Pony FinalCut
Note this model is intended to be run at far higher resolutions then currently offered onsite. Consider petitioning @theally or @chipshajen or @Cosmic_Crafter (Or @Justin if your feeling lucky) to add support for such - Maybe they could "steal" from TensorArt for once.
Or maybe ask they didn't make high rez images look like garbage without clicking them three times. The perfectly sharp and single pixel hair at 3k has been thousands of hours of work.
832x1216 & 1280x1536 native generation size even 1280x1792 is possible for highly trained subjects
The best quality will come from forcing unet in BF16 & VAE/CLIP in FP32 use this tool to launch ComfyUI
Forge/Auto1111: set COMMANDLINE_ARGS= --unet-in-bf16 --vae-in-fp32 --clip-in-fp32 --cuda-malloc
Comfy: cmd /k python main.py --fp32-text-enc --fp32-vae --bf16-unet --use-flash-attention
This model took over 120KwH of energy to train. Not including the 50KwH used to train the CLIP models.
Note: Auto1111/Forge has an issue with stored BF16 VAE in V1.1 BF16 if not using the FP32 VAE command
Description
FAQ
Comments (34)
Well, god damn. What is this Joy thingy? ANd this is really good. When the first image popped up I was a bit taken aback by the detail. It really makes you see how low res a lot of image generations are when you compare them to much higher resolutions. The nice thing about this that it removes the upscaling step in a lot of cases and if you use it with ClownKSamplers then you're going to get some amazing results.
Very good work and thank you!
Thank you.
Joy would be the JoyCLIP models that I just finished training, I have a few articles showing the improvements they made across multiple pony models and mine showed some improvement also.
The KL optimal and Resmulti step have been my go too, but clown looks interesting can't have to many choices
Great model! Is there any specific guidance on prompting?

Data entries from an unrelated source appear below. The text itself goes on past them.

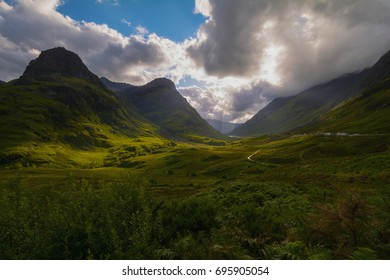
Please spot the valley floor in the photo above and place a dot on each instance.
(280, 197)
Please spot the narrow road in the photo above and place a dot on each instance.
(250, 157)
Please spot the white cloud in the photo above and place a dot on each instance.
(124, 21)
(245, 54)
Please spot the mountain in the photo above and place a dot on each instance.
(161, 103)
(114, 86)
(288, 113)
(56, 63)
(223, 127)
(368, 111)
(58, 101)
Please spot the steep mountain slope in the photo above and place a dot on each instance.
(368, 111)
(285, 114)
(223, 127)
(58, 101)
(114, 86)
(160, 102)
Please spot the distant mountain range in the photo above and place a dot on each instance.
(317, 105)
(223, 127)
(114, 86)
(58, 100)
(161, 103)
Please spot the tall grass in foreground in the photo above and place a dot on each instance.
(99, 220)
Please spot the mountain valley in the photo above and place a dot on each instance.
(93, 169)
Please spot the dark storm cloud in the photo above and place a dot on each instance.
(30, 26)
(320, 39)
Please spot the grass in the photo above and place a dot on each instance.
(302, 197)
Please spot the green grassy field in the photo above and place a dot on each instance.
(299, 197)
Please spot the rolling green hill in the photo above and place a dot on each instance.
(286, 114)
(160, 102)
(367, 112)
(223, 127)
(57, 107)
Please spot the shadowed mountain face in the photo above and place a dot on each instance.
(223, 127)
(309, 108)
(285, 114)
(58, 62)
(59, 100)
(114, 86)
(160, 102)
(369, 110)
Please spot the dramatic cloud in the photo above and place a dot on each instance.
(244, 55)
(30, 26)
(291, 45)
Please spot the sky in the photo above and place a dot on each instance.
(229, 58)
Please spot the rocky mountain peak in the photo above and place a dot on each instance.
(58, 62)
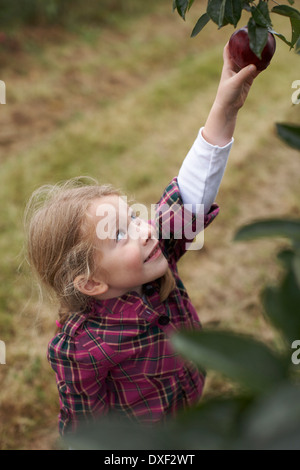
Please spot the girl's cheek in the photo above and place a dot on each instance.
(134, 258)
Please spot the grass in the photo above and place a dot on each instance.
(123, 103)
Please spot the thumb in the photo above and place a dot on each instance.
(247, 74)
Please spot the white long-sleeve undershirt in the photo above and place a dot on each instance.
(202, 170)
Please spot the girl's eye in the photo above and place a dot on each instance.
(121, 234)
(133, 215)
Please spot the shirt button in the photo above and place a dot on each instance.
(149, 289)
(163, 320)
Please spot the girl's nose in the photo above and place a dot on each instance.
(146, 232)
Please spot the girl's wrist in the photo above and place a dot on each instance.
(220, 125)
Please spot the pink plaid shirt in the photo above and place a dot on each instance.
(117, 355)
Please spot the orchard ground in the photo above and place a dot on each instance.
(123, 104)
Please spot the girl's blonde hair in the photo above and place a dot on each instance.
(60, 244)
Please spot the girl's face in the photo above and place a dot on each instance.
(129, 254)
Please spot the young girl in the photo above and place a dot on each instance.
(119, 291)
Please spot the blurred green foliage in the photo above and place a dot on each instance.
(65, 12)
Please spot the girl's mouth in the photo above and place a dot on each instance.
(155, 253)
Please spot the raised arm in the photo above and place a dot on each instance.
(231, 95)
(202, 170)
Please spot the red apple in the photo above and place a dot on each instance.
(242, 55)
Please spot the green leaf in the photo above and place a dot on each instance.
(294, 16)
(258, 37)
(242, 359)
(233, 11)
(280, 36)
(272, 422)
(223, 12)
(295, 25)
(285, 10)
(282, 306)
(203, 20)
(213, 11)
(289, 133)
(260, 14)
(181, 6)
(286, 228)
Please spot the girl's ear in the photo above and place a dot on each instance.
(90, 286)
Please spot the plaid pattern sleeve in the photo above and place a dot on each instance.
(177, 227)
(80, 375)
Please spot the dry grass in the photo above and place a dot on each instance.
(124, 104)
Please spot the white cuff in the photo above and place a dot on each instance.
(201, 172)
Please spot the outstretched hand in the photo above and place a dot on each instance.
(234, 84)
(232, 92)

score_9 and the like are generally not needed, but all other pony prompts characters etc work. Use of negatives should be limited to removing something from an image you do not want, such as a table with food, and you don't want food showing up
@Felldude Thanks for the reply! Should I just rely on booru tags or write more natural prompts? This CLIP is insane btw. Note sure if it’s intended but both SDXL and Pony LoRAs work really well with this CLIP.
@nickname45 It is as it was a realignment with OpenCLIP, but very carefully to not loose the WD14/Booru tags - It still favors pony style of prompting but you can use long natural language it will just pick and choose what to adhere too
@Felldude That’s amazing. I don’t really fully understand how SD works but if you work the same magic on the CLIP for illus to make use of its prompt adherence, that might be peak SDXL lol
@nickname45 illustrious did some crazy things with the clip.
It should be named "Final Cat".
Lol, well if I think of some owl memes
120KwH of energy to train :O thanks for share, I've just tested looks like the best realistic pony model so far
Thanks, when LAION trained CLIP they used 1-2 MwH per day : )
You're the GOAT.
I normally don't comment to give praise, but your work is likely going to become a core of the industry standard once it gets stolen and neutered. Everybody else is re-frying beans and you're channeling Mendel.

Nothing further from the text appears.